Krampflösende Eigenschaften? CBD bei Epilepsie

04/08/2021 4 MIN. LESEZEIT Mirko Berger
04/08/2021 4 MIN. LESEZEIT Mirko Berger

Circa fünf Prozent der Menschen erleiden einmal in ihrem Leben einen epileptischen Anfall. Dieser kann zum Beispiel bei Fieber oder bei Alkoholentzug auftreten, kommt nach Abklingen der auslösenden Krankheit aber nicht wieder vor.

In Abgrenzung zu diesen sogenannten „Gelegenheitsanfällen” steht die Epilepsie, bei welcher es sich um eine chronische Erkrankung handelt. Man geht davon aus, dass in Deutschland 0,5 bis 1 Prozent der Bevölkerung betroffen sind.
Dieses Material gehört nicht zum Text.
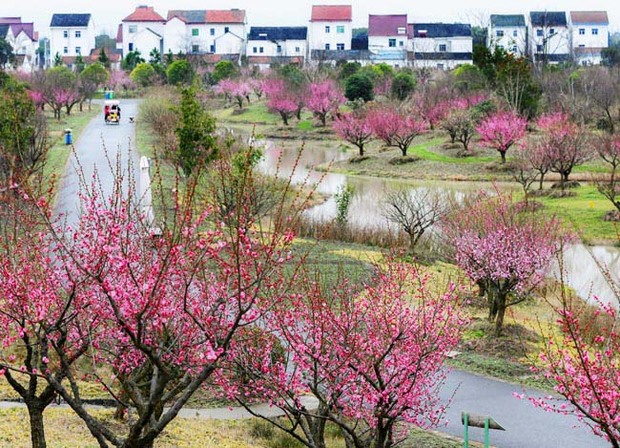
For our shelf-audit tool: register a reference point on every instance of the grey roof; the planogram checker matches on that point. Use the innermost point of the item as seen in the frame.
(507, 20)
(278, 33)
(442, 29)
(61, 20)
(548, 18)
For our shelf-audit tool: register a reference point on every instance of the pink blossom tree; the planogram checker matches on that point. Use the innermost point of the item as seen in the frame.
(584, 365)
(355, 129)
(395, 128)
(565, 143)
(504, 249)
(371, 357)
(324, 98)
(281, 100)
(502, 130)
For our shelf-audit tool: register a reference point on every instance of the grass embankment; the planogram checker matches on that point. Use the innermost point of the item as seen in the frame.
(58, 152)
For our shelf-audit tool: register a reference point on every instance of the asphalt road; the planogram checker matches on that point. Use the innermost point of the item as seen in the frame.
(526, 426)
(97, 149)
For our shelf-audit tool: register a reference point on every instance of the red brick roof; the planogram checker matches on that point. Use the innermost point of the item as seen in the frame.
(599, 17)
(226, 16)
(387, 25)
(144, 14)
(331, 13)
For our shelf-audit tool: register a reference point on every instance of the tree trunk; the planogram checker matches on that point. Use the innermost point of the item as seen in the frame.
(37, 428)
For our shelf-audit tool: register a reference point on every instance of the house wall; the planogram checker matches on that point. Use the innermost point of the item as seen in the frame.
(86, 42)
(511, 38)
(270, 48)
(140, 38)
(319, 37)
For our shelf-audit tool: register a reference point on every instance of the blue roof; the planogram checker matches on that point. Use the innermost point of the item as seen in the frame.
(60, 20)
(507, 20)
(278, 33)
(442, 30)
(548, 18)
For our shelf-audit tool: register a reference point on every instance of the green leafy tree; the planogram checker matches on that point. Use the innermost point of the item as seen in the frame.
(91, 79)
(223, 70)
(104, 58)
(195, 133)
(180, 72)
(6, 54)
(359, 86)
(132, 60)
(143, 75)
(403, 85)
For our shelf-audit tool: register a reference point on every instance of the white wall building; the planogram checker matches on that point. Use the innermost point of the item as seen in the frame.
(331, 27)
(589, 36)
(508, 31)
(71, 35)
(442, 45)
(143, 31)
(549, 37)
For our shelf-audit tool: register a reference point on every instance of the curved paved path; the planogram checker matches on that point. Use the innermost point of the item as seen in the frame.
(525, 425)
(90, 149)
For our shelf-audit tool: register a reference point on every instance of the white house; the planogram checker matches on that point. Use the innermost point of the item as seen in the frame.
(442, 45)
(388, 39)
(143, 31)
(589, 35)
(331, 27)
(205, 31)
(277, 45)
(71, 35)
(508, 31)
(549, 37)
(23, 39)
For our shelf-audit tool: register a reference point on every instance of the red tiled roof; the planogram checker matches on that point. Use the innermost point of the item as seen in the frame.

Rund ein Drittel der Patienten sind von sogenannter therapieresistenter, auch pharmakoresistent genannter Epilepsie betroffen, leiden also trotz Medikamenten immer wieder unter Anfällen. Vor dem Hintergrund gesundheitlicher und psychosozialer Folgen ist der Bedarf nach einer alternativen Therapie groß. Mitunter wird CBD hier von einigen hoch gehandelt.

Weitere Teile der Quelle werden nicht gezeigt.